There was no independent corroboration of the incident, and Mr Sethna did not specify what happened to the looters afterwards. Sources suggested they were allowed to proceed with up to two crates of artefacts still on them, in return for handing over the bulk of the treasures. The involvement of Mr Chalabi's fighters in this instance of salvage is being treated with scepticism by his Iraqi opponents. One source said: "This is very much part of a kind of campaign to try to win over the Iraqis. The US likes Chalabi, but he is not popular among his own people." A similar public relations offensive appears to be being waged by the American reconstruction team. Its publicists spent yesterday trying to convince reporters that the scale of the looting had been exaggerated and that many ancient objects remained safe, having been pre-emptively hidden by Baghdad museum staff. In an interview with the Bahrain Tribune, an English-language daily, the US ambassador there, Ronald Neumann, said of the response to the threat to Iraq's museum collections: "I think we made a mistake. We did not think the Iraqis would go knock down their own heritage. Maybe we should have expected it." Asked whether the US had been too concerned about safeguarding oil reserves at the expense of its heritage, he added: "Yes, we worried about oil. If we had not protected the oil, what would we use to rebuild Iraq?" Yesterday, Neil MacGregor, the director of the British Museum, criticised America's handling of the looting crisis. He also said that Donny George, the head of research at the Baghdad museum, would be attending an emergency summit of international curators in London on Tuesday, where he will detail the estimated scale of the devastation.

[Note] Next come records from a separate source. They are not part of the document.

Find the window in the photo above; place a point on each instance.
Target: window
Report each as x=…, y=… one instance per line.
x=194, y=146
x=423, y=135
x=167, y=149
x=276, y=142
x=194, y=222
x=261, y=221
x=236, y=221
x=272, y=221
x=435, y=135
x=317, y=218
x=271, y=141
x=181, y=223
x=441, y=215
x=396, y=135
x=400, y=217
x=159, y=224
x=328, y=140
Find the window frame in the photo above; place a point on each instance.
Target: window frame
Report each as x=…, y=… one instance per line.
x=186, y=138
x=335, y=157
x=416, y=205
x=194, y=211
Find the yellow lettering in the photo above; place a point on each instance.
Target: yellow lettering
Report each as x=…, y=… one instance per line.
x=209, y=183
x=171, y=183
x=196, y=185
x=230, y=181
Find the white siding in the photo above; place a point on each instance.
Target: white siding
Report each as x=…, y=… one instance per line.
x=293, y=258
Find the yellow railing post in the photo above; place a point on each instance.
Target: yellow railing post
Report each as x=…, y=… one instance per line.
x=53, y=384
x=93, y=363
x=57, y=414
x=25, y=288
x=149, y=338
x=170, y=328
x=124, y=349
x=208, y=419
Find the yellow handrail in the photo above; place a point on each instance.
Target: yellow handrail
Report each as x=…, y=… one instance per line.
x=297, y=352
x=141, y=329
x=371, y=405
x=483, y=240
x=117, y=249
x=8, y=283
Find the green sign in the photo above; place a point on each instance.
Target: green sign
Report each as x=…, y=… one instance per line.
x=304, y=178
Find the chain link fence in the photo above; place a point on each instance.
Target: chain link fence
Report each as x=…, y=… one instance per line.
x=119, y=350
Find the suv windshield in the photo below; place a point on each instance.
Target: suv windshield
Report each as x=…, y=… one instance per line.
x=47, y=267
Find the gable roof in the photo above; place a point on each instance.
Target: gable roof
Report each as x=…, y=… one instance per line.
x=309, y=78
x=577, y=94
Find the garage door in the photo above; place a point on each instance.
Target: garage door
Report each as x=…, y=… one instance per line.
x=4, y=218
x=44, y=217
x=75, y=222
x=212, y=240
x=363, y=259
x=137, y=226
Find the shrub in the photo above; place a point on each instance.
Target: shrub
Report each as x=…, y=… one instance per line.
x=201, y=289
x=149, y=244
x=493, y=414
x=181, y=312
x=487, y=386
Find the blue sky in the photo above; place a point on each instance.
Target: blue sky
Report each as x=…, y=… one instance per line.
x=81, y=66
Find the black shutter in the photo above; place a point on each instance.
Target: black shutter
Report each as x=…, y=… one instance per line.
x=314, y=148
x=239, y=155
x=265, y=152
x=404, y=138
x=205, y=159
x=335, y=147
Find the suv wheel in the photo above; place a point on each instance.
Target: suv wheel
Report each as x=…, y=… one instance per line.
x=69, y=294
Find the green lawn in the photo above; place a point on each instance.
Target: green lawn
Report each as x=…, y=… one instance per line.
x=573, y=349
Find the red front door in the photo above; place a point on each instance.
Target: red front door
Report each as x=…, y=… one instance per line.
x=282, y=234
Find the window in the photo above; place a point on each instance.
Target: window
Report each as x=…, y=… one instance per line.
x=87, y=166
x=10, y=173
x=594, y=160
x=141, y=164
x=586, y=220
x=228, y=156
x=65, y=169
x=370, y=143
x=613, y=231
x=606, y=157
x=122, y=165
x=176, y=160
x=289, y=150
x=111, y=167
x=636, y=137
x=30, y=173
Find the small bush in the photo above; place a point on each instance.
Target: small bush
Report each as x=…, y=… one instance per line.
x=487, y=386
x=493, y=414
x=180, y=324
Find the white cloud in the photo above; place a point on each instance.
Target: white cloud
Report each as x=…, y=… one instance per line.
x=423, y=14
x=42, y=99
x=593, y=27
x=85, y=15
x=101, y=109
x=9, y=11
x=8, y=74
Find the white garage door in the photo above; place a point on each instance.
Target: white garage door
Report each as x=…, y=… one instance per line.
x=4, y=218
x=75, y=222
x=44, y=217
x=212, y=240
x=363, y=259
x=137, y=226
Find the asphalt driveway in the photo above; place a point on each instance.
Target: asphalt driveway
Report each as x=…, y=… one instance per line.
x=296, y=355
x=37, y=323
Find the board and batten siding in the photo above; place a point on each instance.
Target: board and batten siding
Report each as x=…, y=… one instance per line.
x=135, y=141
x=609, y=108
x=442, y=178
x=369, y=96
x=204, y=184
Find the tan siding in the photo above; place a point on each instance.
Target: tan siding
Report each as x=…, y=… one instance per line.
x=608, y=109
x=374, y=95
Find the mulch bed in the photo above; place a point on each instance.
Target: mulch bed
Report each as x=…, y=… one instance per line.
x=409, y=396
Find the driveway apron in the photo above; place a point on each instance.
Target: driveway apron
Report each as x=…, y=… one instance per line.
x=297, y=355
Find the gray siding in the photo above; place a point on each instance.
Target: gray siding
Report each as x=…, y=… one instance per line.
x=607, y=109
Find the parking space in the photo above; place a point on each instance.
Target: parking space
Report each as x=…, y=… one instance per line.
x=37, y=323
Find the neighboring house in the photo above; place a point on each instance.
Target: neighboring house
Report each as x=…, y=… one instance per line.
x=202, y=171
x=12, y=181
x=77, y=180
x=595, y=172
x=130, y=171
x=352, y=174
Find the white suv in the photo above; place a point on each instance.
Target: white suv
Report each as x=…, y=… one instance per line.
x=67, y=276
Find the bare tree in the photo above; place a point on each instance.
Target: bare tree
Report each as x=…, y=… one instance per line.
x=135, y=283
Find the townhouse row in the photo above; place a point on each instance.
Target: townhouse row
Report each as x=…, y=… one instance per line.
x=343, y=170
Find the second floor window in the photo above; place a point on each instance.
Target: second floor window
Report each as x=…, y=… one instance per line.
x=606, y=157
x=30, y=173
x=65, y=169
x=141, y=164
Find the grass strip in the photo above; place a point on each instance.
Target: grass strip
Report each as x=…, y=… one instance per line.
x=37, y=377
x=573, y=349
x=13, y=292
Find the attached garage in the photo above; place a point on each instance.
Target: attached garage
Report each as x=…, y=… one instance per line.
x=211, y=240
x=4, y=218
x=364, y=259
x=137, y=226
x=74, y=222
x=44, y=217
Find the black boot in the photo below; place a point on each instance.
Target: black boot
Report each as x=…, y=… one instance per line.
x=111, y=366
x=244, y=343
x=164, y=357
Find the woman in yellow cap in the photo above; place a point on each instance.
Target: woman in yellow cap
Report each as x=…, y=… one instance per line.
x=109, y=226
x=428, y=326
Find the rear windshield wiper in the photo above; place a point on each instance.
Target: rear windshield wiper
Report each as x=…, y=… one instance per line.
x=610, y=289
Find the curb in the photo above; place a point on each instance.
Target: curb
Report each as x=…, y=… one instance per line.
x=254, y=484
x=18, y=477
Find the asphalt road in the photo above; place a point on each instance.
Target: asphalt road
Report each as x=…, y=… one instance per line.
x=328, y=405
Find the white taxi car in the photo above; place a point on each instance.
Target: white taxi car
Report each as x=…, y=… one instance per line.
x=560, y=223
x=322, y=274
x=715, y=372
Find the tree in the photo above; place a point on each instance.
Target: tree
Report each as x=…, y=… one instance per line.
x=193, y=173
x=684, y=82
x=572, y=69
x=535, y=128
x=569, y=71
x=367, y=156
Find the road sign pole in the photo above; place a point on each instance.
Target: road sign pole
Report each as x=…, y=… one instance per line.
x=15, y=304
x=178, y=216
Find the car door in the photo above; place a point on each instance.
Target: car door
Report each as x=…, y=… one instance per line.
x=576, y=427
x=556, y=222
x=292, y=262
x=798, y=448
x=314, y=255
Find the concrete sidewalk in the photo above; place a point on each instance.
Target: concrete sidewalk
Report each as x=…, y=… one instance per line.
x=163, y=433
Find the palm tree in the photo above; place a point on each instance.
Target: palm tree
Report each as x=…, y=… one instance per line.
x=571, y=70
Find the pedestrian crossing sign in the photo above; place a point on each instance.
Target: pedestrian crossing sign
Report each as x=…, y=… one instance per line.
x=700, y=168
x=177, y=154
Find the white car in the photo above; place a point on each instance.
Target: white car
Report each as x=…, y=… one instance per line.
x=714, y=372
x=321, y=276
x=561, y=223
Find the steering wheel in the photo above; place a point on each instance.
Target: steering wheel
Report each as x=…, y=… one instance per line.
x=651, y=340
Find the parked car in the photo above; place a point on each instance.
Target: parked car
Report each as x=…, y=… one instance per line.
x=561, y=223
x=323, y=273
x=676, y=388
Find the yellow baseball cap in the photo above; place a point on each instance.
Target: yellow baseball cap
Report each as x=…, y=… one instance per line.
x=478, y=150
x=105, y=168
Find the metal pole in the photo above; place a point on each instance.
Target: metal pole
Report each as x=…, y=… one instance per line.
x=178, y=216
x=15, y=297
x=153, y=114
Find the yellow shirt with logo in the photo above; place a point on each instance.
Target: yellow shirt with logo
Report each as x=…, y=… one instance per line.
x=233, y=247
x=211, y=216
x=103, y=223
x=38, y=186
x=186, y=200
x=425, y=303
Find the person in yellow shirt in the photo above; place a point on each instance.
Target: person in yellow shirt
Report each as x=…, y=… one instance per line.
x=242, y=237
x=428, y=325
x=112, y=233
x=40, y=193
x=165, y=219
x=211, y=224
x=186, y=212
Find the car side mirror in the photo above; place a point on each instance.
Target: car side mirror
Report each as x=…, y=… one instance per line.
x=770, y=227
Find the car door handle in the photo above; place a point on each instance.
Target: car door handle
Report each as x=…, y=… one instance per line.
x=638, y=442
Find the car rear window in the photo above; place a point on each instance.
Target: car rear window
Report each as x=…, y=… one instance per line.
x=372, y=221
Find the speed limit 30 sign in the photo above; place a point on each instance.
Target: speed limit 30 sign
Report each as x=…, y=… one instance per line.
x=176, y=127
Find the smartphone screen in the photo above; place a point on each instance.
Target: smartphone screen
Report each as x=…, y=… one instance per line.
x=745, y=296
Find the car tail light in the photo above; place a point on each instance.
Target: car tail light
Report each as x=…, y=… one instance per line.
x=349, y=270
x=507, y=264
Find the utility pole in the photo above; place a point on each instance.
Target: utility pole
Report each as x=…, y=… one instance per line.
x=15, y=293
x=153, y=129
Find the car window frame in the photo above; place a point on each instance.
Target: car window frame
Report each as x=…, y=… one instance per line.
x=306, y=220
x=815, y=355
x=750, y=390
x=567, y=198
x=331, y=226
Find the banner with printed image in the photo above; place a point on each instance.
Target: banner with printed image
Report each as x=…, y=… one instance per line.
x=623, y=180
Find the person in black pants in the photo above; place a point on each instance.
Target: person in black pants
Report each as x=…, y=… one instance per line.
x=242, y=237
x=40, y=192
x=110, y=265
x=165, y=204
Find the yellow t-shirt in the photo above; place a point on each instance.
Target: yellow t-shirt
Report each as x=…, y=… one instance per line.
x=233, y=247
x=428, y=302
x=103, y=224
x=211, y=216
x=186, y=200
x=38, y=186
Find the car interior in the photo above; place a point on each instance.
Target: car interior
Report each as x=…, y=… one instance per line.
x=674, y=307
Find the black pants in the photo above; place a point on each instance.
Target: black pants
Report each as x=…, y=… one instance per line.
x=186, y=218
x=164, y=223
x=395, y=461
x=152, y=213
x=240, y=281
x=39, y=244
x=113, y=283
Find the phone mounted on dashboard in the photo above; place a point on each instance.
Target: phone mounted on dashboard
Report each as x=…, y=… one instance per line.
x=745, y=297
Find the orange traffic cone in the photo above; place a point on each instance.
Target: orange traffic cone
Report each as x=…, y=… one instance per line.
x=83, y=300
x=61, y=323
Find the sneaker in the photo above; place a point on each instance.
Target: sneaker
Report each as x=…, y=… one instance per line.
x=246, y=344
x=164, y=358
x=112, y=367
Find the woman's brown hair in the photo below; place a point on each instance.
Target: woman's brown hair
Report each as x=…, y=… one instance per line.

Among the most significant items believed to be missing are the Vase of Uruk and the Harp of Ur, dating from the rule of Sumerian kings between 3,000BC and 2,500BC, as well as the bronze Statue of Basitki from the Akkadian kingdom. Responding to reports that the US military is continuing to abdicate responsibility for protecting Iraq's heritage, he said: "The safety of the public collections of Iraq is clearly the responsibility of the force on the ground. There can be no question of that." Mr MacGregor confirmed that a "first aid team" from the British Museum would be dispatched to Iraq as soon as possible, buoyed by hundreds of thousands of pounds in private donations raised in "the past 72 hours". The Department of Culture, Media and Sport is also preparing to send a team of Arabic-speaking officials with in-depth knowledge of the country's history.